Since that time, the internet has exploded with people professing to be contrarians, but in fact using the same type of herd-mentality tactics and arguments that the average Joe or Jane usually fall for.
How do you distinguish between a real contrarian and a wanna-be contrarian? A real contrarian is someone who is a critical and rational thinker first and foremost. He is someone who is aware of his own cognitive biases and tries to overcome them.
Instead, the fake contrarians that are popping out from left, right, up, down and whatever other hole they were previously sitting in, are not only deeply unburdened by any sense of logic, they in fact actively try to exploit the cognitive biases of others.
It all started with click-bait
The internet has come onto the scene in the past two and a half decades and brought the average human access to vast stores of knowledge than any time previously in history.
However with that knowledge also came dangers.
Humans are fallible creatures easily tricked by their own emotions and it didn’t take long for internet marketers to take advantage of it.

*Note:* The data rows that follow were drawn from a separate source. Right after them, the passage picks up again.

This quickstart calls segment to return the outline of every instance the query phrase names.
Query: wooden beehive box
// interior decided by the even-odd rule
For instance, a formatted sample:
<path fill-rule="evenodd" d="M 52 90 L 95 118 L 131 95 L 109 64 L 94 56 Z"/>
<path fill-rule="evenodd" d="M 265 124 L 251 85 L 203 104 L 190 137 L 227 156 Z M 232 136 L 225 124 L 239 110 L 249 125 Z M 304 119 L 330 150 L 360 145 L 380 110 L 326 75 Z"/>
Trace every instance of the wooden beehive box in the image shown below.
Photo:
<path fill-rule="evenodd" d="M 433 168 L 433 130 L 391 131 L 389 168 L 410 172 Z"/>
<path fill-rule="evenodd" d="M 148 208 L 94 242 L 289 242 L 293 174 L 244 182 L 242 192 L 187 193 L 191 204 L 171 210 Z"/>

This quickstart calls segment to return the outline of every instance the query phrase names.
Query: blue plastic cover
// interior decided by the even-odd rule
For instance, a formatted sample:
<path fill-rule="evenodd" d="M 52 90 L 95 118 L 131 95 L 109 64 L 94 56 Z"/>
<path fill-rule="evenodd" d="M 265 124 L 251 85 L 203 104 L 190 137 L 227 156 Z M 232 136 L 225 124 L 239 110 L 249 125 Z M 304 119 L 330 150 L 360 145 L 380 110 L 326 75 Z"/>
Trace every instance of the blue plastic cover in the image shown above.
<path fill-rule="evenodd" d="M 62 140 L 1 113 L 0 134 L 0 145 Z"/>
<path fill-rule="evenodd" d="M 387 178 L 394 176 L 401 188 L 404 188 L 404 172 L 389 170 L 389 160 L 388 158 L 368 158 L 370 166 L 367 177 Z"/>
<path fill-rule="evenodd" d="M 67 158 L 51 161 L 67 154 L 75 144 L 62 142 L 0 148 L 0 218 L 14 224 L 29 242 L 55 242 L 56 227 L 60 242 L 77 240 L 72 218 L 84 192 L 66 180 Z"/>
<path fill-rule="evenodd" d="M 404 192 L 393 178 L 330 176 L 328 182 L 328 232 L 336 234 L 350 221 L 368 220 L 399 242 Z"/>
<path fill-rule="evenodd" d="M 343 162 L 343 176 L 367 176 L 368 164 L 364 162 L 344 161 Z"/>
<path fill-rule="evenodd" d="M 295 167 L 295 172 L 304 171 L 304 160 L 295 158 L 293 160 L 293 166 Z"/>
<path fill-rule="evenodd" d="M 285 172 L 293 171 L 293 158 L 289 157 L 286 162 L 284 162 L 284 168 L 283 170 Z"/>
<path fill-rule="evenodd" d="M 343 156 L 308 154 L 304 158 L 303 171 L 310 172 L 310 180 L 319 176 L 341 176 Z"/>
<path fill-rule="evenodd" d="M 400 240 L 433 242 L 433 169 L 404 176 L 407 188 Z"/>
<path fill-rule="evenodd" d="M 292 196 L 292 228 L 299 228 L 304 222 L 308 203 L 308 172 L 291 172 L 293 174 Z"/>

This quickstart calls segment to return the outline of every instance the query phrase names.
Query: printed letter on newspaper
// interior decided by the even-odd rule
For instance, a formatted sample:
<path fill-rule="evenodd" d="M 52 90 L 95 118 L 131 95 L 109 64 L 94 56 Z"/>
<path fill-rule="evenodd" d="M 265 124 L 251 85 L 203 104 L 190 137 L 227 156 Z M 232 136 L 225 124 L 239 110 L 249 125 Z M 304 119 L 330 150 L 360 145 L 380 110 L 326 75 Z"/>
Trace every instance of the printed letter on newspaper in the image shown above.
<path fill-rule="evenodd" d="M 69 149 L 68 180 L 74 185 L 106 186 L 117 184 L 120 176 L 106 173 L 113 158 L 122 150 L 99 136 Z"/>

In the early times of the internet, this was a bit harder to do. Yeah sure, there was advertising, but it consisted largely of static banners (and later annoying pop-ups), which while effective at getting money, were still relatively harmless.
A bunch of people did fall for those penis pump ads, but seriously the people who did were ripe for the Darwin Awards.
At that time, if you clicked on a website, or if you typed in a certain term in a search engine, you would be served the same banner ad or the same exact results as everyone else.
While at uni, I remember interviewing an exec of an online advertising company (the ones creating the banner ads) for one of my school projects. At the end of the interview he mentioned what the El Dorado of online advertising would be for him: people seeing the right ad at the right time.
I had a hard time imagining how that would work. In those days, you were still largely anonymous on the internet. Cookies were starting to make an appearance, but they collected relatively little significant data on you.
However, the times changed fast. The technology that was used got more sophisticated, the algorithms got tweaked and started to incorporate more and more user data (including their surfing habits) in order to get a more personalized experience.
There are many positives with that. Instead of getting all the standard ads you didn’t care about, you got things that might be of interest to you.
Also your search results became a bit more relevant to your own context and situation.
Yet, with all this you also started to get entrapped in your own little bubble. These things promoted different cognitive biases that your brain often falls for, chief of which being confirmation bias.
It wasn’t long before internet marketers started taking advantage of this state of affairs.